Identification of a novel thrombospondin-related anonymous protein (BoTRAP2) from Babesia orientalis

Abstract

Background: The thrombospondin-related anonymous protein (TRAP) was first discovered in the sporozoite of Plasmodium falciparum and TRAP family proteins are secreted by micronemes and transported to the parasite surface to participate in the invasion process.

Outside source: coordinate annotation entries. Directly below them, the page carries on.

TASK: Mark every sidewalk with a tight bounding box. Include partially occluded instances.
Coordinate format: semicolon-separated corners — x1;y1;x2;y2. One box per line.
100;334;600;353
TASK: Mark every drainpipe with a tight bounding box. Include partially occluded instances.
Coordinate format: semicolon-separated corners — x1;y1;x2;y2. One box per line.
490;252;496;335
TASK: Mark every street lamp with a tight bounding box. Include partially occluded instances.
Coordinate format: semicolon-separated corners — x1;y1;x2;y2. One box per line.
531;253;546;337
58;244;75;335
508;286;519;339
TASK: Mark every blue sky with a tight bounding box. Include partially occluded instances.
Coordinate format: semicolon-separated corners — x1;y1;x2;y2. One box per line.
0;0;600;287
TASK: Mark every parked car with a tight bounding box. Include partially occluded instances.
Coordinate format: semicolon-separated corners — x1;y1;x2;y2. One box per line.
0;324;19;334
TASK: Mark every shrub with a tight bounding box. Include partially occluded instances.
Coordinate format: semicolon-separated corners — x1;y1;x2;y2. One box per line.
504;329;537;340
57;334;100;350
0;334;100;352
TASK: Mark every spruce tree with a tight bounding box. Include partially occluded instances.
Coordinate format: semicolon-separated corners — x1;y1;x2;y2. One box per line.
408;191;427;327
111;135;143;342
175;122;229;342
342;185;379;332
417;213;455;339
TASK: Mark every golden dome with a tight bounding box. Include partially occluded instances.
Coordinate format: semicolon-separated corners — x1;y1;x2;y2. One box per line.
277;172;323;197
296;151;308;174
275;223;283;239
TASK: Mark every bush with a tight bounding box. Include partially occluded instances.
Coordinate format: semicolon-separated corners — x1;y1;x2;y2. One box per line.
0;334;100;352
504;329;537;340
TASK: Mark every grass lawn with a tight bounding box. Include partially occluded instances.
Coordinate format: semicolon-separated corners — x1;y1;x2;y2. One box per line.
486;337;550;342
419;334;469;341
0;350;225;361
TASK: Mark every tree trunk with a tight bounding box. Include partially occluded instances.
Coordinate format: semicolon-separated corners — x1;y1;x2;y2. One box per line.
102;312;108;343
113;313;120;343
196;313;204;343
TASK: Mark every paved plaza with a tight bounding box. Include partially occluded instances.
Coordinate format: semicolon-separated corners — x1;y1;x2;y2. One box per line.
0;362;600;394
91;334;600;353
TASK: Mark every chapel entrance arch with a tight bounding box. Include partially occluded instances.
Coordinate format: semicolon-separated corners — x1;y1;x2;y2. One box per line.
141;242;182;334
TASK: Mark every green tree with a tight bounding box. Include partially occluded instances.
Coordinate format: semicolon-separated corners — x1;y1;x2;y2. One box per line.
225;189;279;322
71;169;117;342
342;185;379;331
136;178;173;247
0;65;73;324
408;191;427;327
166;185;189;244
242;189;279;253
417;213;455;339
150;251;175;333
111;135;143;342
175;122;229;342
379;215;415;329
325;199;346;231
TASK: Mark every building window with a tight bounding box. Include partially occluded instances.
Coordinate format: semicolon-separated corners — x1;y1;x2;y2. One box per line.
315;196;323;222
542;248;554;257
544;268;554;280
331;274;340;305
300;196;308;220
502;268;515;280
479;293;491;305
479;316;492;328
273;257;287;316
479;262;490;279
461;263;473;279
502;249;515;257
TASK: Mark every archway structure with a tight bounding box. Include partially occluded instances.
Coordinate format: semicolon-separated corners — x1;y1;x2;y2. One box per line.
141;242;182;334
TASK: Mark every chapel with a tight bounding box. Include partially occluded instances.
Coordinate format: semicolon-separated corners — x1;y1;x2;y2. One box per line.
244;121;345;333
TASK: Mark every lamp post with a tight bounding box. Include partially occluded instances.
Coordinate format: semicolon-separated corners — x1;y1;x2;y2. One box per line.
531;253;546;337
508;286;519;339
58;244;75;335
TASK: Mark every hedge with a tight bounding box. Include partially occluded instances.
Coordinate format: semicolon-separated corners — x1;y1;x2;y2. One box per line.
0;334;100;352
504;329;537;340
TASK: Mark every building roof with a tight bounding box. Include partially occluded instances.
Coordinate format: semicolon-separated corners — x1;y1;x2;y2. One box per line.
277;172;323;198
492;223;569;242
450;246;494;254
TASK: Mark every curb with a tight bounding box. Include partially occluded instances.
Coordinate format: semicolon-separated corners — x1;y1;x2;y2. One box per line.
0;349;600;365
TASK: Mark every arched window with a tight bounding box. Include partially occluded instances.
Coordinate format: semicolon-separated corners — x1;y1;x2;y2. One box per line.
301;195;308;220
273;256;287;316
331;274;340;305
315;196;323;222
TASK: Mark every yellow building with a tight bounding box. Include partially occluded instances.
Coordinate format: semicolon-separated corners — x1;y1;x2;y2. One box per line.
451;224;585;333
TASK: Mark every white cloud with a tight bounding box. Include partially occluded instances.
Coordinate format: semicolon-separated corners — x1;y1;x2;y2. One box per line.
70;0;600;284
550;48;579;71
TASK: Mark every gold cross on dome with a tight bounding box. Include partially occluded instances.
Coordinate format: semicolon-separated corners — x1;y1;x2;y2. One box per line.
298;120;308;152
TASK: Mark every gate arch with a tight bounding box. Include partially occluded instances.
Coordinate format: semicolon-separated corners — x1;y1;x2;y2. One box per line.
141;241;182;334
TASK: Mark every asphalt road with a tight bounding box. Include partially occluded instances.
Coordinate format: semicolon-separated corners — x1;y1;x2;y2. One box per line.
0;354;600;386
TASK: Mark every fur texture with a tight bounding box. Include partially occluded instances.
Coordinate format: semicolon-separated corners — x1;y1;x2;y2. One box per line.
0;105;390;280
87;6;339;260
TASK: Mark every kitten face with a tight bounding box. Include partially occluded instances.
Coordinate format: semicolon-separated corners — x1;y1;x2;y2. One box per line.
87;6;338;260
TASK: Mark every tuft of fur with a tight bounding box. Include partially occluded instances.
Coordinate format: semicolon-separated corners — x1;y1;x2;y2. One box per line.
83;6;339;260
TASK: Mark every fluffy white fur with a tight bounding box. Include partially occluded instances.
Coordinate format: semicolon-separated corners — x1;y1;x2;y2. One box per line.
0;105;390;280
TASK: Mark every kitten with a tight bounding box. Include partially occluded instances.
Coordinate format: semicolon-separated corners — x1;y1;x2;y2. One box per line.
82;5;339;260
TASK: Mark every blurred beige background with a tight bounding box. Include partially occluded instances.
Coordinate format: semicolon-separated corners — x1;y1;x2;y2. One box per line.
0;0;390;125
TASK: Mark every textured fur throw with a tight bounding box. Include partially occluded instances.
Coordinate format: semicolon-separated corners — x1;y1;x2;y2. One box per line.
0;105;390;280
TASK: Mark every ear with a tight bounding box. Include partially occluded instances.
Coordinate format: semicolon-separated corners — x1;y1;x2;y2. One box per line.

Various TRAP proteins have been identified in apicomplexan protozoans, but there have been few reports about TRAP proteins in Babesia orientalis. Methods: The functional domain of TRAP2 in B. orientalis was cloned, sequenced, characterized and compared to the TRAP sequences of related apicomplexan parasites. The functional domain of BoTRAP2 was truncated, named BoTRAP2-1, and then cloned into the pET-28a expression vector. Rabbit anti-rBoTRAP2-1 polyclonal antibody was produced by immunizing three rabbits. Western blot analysis was used to identify the native form and immunogenicity of BoTRAP2. The localization of BoTRAP2 was identified by indirect fluorescence assay (IFA). Results: The amplified genes of BoTRAP2 are 2817 bp in length, encoding a functional domain of about 938 aa with two vWFA domains, one TSP domain and one transmembrane domain. The amino acid sequence of BoTRAP2 has a high similarity with that of B. bovis and B. gibsoni. The predicted tertiary structure of truncated BoTRAP2-1 confirmed that BoTRAP2 contains two vWFA domains and a TSP domain, the main functional areas of the protein. The native BoTRAP2 was identified from B. orientalis lysate by using rabbit polyclonal anti-rBoTRAP2-1. A band corresponding to rBoTRAP2-1 was detected by reaction with serum from a B. orientalis-infected water buffalo, indicating that the protein has a high immunogenicity. IFA showed that BoTRAP2 is mainly localized on the apical end of parasites by rabbit anti-rBoTRAP2-1 polyclonal serum. Conclusions: The rBoTRAP2 could differentiate serum from B. orientalis-infected water buffalo and normal water buffalo, implicating that BoTRAP2 has high immunogenicity and could serve as a candidate antigen for diagnosis of B. orientalis infection in buffalo.